Follow a fence up towards the valley. In this season, there may be no snow at this elevation, and you should be able to see a trail leading into the valley. Stay on the right hand side on the yt. Illåi; river, and climb the foothills of Sauhøi (1770m). This is where you might reach the snow. Leave the Sauhøi ridge, and head down to the S. Illåi river and try to find a safe passage over to the other side (Skardbakken). This river may be extremely hard to cross if the snow bridges are gone, and fatal injuries have occured along this river. Use ice axe/crampons down towards the river if the snow is frozen.
Continue up the strenuous Skardbakken hill with Svarttinden in view up on your right. Eventually the steepness falls off, and you move from the ridge you're on, down towards the valley. Use axe/crampons here if the snow is frozen. You don't want to slide down into the N. Illåi river coming down the valley.
Once you're in the valley, at approx. 1450m, the steepness up to the N. Illåbreen glacier, and the foothills of "Illåbandet" (a glacier divide at approx. 1800m) is moderate, compared to the trip so far.
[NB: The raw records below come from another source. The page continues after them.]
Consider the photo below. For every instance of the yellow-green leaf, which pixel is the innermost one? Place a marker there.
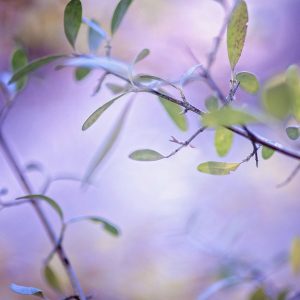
(146, 155)
(295, 255)
(72, 20)
(223, 140)
(236, 32)
(267, 152)
(248, 82)
(119, 14)
(175, 113)
(217, 168)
As you move up the left-hand side of the glacier, you have the mighty Skardstind (2373m) and the characteristic Nåla (needle) up to your left. (Small streams of water come down from Nåla in melting season, in case you're low on water).
Cross the N. Illåbre glacier in the south-east direction, while staying in the middle on the glacier. Once well onto the glacier, the direction turns south, heading towards øv. Tverråbandet glacier divide, between Lindbergtinden and Bukkehøi. The climb up to the glacier divide is steep, but can easily be skied. Be on the look-out for crevasses on the divide.
Once onto Tverråbreen glacier, maintain the southern direction and continue almost all the way to the Vakkerbandet divide. Just before you reach Vakkerbandet, which marks the beginning of the Bukkeholstindan mountains, look up to the right for a spot where the snow climbs high towards the Bukkehøi ridge. You can ski almost all the way up. The 2-3m climb up to the plateau will vary based on snow conditions, but be very careful about crevasses/holes all the way up to the ridge plateau. The move up typical consist of using the axe to make a hole for one arm, while you get a solid grip with the axe on the ridge with the other. Then drag yourself up. If there is little snow, enough rock may surface to provide the necessary steps. Once onto the plateau, the hike up to the summit is straightforward.
Trip report May 19 2002:
Story continued from Storgjuvtinden, 2344m hike.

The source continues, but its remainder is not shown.